Более всего Дунаевскому понравилось следующее предложение капитана: пароход будет причаливать ко всем крупным пристаням под музыку маршей и песен Дунаевского.
Обрадованный композитор обещает присылать буквально всё, что выходит в то время под его именем. "Дорогой товарищ Герасимов, пароходу моего имени только полгода. Полгода и мне как шефу парохода. Мы оба ещё очень молоды, наша совместная жизнь ещё впереди. Мы ещё исправим все ошибки и неполадки, так чтобы на пароходе было хорошо, весело, уютно. Примите мои искренние пожелания и горячий привет Вам и всему вашему коллективу парохода. Крепко жму Вашу руку. Исаак Дунаевский".
Исаак Осипович специально узнавал, кто ещё считается главным на корабле. Узнав, что это механик, он специально в повторном письме передал ему привет. Привет несколько запоздалый — через несколько месяцев началась война и пароход "Композитор Дунаевский" был использован для военных нужд.
О Дунаевском говорили много нелицеприятного, ругали за постоянное нарушение сроков сдачи материала. Причём, даже если нарушений не было, он создавал их видимость простым многообразием таланта. Количество вариантов сводило с ума функционеров, рождая ощущение незаконченности, даже хаоса. Если им демонстрировали один вариант, а через десять минут другой, этот рог изобилия настораживал, приводил в недоумение серые мозги тех, кто осуществлял функции контроля за талантом. Дунаевский учился терпеть присутствие таких людей. Он знал, что они в какой-то степени не только проклятие, но и милость, ибо мобилизовывают его дар. Но об этой особенности его таланта стоит сказать ниже.
К 1940 году появилась некоторая напряжённость в его отношениях с Александровым. Он уже называет режиссёра "путаным". Были основания. Несколько раз Александров прямо-таки подставлял его. На "Золушке" произошёл скандал. Александров где-то наверху сказал, что картину запарывает Дунаевский — не несёт мелодию. Композитор всерьёз разозлился. "Ужасный дефект кинопроизводства в том, что со всеми считаются. Декорации не готовы — ничего. Костюмов не пошили — ничего. Актёр заболел — ничего. Музыка не вытанцовывается — караул, срыв, безобразие. Все уважительно, кроме творчества и неизбежных в нём заминок и поисков. Ну, не получается марш, десятый месяц работаю. Превосходный припев, не удовлетворяющая меня первая тема. Радоваться должны были бы, черти, что я ищу лучше, что я стремлюсь дать полноценную музыку. Нет, срыв, караул. Тьфу, окаянные. Всё равно не дам, пока сам не обрадуюсь своей музыке".

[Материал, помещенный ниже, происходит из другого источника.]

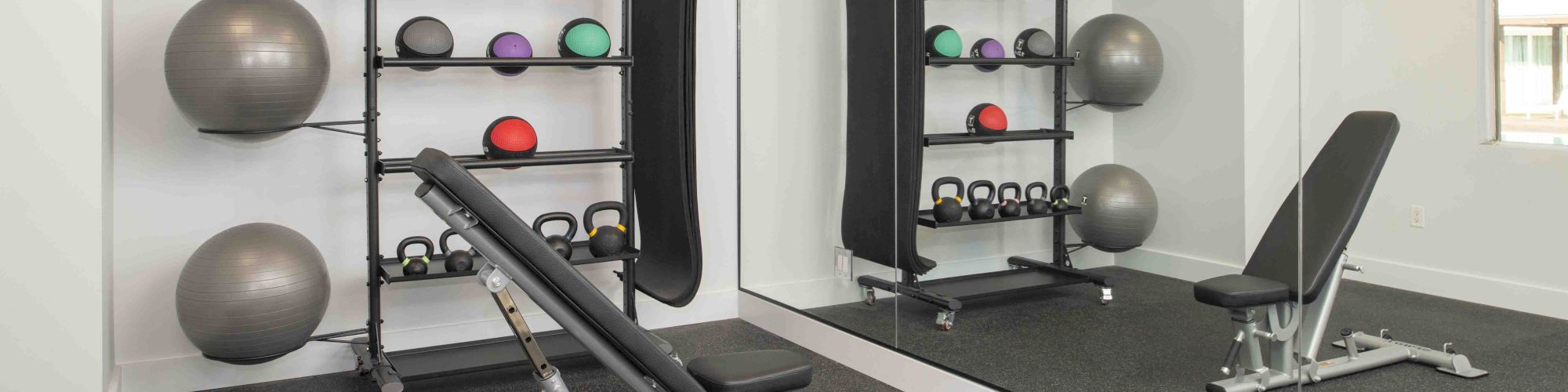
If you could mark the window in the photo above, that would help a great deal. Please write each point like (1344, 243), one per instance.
(1531, 65)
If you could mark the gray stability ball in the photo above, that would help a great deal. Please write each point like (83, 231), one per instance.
(247, 65)
(253, 294)
(1120, 208)
(1120, 62)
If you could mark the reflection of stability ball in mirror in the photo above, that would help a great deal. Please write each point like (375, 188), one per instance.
(252, 294)
(231, 71)
(1119, 208)
(1119, 62)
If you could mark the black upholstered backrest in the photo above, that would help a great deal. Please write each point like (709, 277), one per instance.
(446, 175)
(1337, 189)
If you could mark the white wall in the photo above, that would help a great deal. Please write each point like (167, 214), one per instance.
(1188, 140)
(1494, 211)
(175, 187)
(793, 142)
(54, 198)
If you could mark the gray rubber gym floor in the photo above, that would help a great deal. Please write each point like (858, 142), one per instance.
(692, 341)
(1156, 338)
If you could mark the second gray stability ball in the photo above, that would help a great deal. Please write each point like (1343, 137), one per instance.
(1120, 208)
(1120, 62)
(247, 65)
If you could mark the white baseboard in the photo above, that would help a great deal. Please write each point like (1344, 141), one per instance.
(318, 358)
(865, 357)
(1423, 280)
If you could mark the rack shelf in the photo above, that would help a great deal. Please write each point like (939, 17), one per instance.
(1011, 136)
(1000, 62)
(543, 159)
(393, 269)
(929, 222)
(487, 62)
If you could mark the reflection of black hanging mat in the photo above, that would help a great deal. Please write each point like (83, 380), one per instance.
(664, 137)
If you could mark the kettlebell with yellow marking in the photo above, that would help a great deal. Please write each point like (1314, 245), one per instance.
(606, 241)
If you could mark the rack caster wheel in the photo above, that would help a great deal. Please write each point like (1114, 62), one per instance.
(945, 321)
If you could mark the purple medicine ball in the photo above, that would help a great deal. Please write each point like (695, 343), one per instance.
(510, 46)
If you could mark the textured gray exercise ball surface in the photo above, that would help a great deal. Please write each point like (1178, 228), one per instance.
(1120, 208)
(247, 65)
(1120, 62)
(252, 294)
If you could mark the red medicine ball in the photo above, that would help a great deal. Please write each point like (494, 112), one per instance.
(510, 137)
(987, 120)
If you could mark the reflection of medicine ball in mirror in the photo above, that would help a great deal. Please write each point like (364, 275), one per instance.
(510, 137)
(1034, 45)
(584, 38)
(943, 42)
(987, 120)
(509, 46)
(1120, 62)
(424, 38)
(989, 49)
(231, 71)
(1120, 208)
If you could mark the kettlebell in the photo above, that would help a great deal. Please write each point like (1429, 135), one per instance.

Дунаевский жил в ритме непрерывного творческого напряжения. Когда он "опаздывал" в глазах ответственных секретарей к сроку сдачи, когда его упрекали за то, что он "срывает", "подводит", когда ему по телефону кричали "всё гибнет", тогда в нём просыпался дух противоречия, который адреналином ли в кровь, метафизической музой или чем-то ещё подстёгивал его мозг. Начинала складываться мелодия. Чувство собственного всесилия в контрапункте с неопределённостью будило в нём творческий дух. Ему казалось, что только он может вдохнуть в людей бодрость, когда её рациональные основы исчерпаны.
Дунаевский хорошо видел действительность, но им владел такой же азарт созидателя нового мира, как и Сталиным. Он хотел, подобно Орфею, повести людей за собой, когда слово оказывается бессильным. Его бодрило то, что к утру необходимо было сочинить и инструментировать столько и столько-то музыки. Пьянило то, что ему создавали условия — роскошные апартаменты в Ленинграде и Москве с роялем, готовым обрушить неудержимый поток звуков на того, кто прикоснётся к клавишам. Ему нравилось, что в соседней комнате в его доме сидит переписчик нот, чужой человек, подвластный ему, и переписывает то, что он придумал. Переписывает с тем, чтобы назавтра десятки людей повторяли по написанному его мысли и чувства, которым он нашёл музыкальное выражение. Недаром его манила стезя дирижёра.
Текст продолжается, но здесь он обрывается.